Get up and go to bed at the same time each day

This isn’t rocket science, of course. All it involves is getting into a routine of getting up and going to bed at the same each day. The purpose is to help the brain build a structure for optimal sleeping. Pure and simple.

Keep the room dark and cool

Keeping the room cool and dark improves your sleep quality. The body temperature rises as we get closer to waking up, which cause interrupt our sleep in the middle of the night as we start to feel warmer. If you can regulate the temperature and stay cool at night, the quality of your sleep will improve. Know, too, that if you can maintain the room at a temperature of 15.5 to 20ºC, your body can produce more melatonin, which encourages sleep.

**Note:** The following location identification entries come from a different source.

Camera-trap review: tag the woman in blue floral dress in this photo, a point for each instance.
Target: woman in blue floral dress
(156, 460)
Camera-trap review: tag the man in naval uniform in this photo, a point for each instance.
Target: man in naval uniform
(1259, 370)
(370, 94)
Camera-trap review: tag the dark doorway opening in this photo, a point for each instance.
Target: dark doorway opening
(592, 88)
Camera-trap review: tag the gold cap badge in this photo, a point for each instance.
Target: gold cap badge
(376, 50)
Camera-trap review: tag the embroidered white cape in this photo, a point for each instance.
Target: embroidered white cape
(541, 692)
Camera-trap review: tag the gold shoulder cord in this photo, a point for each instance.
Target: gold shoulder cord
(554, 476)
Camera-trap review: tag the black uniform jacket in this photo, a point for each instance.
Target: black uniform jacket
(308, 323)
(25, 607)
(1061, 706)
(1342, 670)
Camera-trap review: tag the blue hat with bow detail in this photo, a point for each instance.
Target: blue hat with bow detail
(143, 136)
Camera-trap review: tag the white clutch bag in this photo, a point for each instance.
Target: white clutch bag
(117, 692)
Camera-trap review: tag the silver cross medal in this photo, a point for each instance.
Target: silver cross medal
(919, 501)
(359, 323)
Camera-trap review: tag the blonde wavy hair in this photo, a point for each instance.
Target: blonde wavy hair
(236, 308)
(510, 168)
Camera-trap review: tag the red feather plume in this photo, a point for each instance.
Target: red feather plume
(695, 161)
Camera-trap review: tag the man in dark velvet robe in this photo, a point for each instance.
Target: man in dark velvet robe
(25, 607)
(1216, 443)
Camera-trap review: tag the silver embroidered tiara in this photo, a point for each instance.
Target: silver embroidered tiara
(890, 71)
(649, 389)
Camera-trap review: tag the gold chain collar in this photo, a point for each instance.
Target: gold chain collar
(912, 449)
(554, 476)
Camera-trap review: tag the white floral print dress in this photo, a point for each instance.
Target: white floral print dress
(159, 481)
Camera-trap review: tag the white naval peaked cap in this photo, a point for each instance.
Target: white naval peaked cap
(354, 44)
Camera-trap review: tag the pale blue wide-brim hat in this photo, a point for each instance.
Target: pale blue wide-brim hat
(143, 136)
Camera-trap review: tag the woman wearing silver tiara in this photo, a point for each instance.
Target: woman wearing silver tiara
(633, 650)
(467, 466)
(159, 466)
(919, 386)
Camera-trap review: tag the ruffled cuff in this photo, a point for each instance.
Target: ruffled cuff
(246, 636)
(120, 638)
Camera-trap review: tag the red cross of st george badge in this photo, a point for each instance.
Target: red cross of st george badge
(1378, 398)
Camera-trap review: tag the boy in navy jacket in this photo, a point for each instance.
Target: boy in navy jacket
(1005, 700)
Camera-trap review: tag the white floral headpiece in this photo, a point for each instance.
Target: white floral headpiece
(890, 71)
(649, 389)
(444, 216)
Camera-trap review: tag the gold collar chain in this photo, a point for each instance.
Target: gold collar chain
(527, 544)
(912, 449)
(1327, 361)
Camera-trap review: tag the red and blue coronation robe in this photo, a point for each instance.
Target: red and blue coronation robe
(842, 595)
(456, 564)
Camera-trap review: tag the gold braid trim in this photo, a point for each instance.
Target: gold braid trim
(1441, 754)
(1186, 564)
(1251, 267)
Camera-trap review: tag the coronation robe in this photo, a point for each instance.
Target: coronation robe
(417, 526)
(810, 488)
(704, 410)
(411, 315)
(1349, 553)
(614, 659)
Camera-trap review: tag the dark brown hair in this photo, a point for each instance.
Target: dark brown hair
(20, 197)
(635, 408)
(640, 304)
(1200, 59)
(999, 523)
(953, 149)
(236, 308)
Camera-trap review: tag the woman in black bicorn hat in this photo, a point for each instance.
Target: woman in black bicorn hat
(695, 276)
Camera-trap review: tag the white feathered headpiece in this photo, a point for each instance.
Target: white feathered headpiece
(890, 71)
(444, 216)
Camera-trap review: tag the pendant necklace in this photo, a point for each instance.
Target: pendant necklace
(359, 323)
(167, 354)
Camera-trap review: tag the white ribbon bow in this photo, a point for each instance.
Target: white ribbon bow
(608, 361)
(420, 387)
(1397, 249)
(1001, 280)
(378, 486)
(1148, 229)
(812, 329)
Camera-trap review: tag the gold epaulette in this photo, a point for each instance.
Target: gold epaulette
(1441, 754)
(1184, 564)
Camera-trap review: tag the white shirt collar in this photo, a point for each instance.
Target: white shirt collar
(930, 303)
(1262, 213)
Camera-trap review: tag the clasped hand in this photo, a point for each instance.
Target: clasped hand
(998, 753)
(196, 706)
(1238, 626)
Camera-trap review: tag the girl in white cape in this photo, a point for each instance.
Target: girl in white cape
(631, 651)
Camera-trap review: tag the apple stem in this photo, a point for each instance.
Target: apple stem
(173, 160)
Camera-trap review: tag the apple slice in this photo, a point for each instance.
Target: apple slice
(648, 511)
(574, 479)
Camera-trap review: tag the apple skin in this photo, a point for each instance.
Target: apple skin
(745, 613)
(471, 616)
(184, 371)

Ask yourself ‘How do I feel?’ when you wake up

We’ve become much more reliant on technology in this digital age. Sometimes, we forget to actually listen to our own bodies and instincts. Do we really need an app to tell us we’re not sleeping well. Ask how you’re feeling when you get up in the morning. If you’re still feeling tired, morning after morning, ask why? Is your bed comfortable, for instance? If not, it’s time to get a new one. You can check out Bedstar online, who can deliver the next day so you don’t have to deprive yourself of a good night’s rest any longer than you need to.

Sleep-tracking technology can either help you or hinder you, with the tendency appearing to be more towards the hindrance. Simple but sensible approaches to improving your sleeping habits and levels of comfort, plus an acceptance of the limits of sleep app technology, can help you to get your sleep back on track and get the rest you need.